Using the given approximations, calculate the time (in seconds) that it will take an observer $$15 \text{ km}$$ away from the aircraft to hear the shock wave after it is created. If this can be written in the form $$a\sqrt { b }$$ seconds, where $$a$$ and $$b$$ are positive integers with $$b$$ square-free, write your answer in the form $$a+b$$.

Details and Assumptions

• $$\arcsin { \theta \approx \theta }$$ for small values of $$\theta$$.

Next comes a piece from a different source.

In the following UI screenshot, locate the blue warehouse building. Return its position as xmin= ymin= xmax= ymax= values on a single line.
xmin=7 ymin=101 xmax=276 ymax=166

• Use the following approximation: $$\sqrt { \dfrac { { { M }_{ a } } }{ { \gamma }_{ a }R } } \approx \frac { 1 }{ 20 }$$.
• $${ M }_{ a }\approx 2.897\times { 10 }^{ -2 }\text{ kg}\cdot \text{ mol}^{ -1 }$$, molar mass of dry air.
• $${ \gamma }_{ a }\approx 1.400$$, adiabatic index/heat capacity ratio of dry air at $$293\text{ K}$$.
• $$R\approx 8.315J\cdot \text{ K}^{ -1 }\cdot \text{ mol}^{ -1 }$$, ideal gas constant.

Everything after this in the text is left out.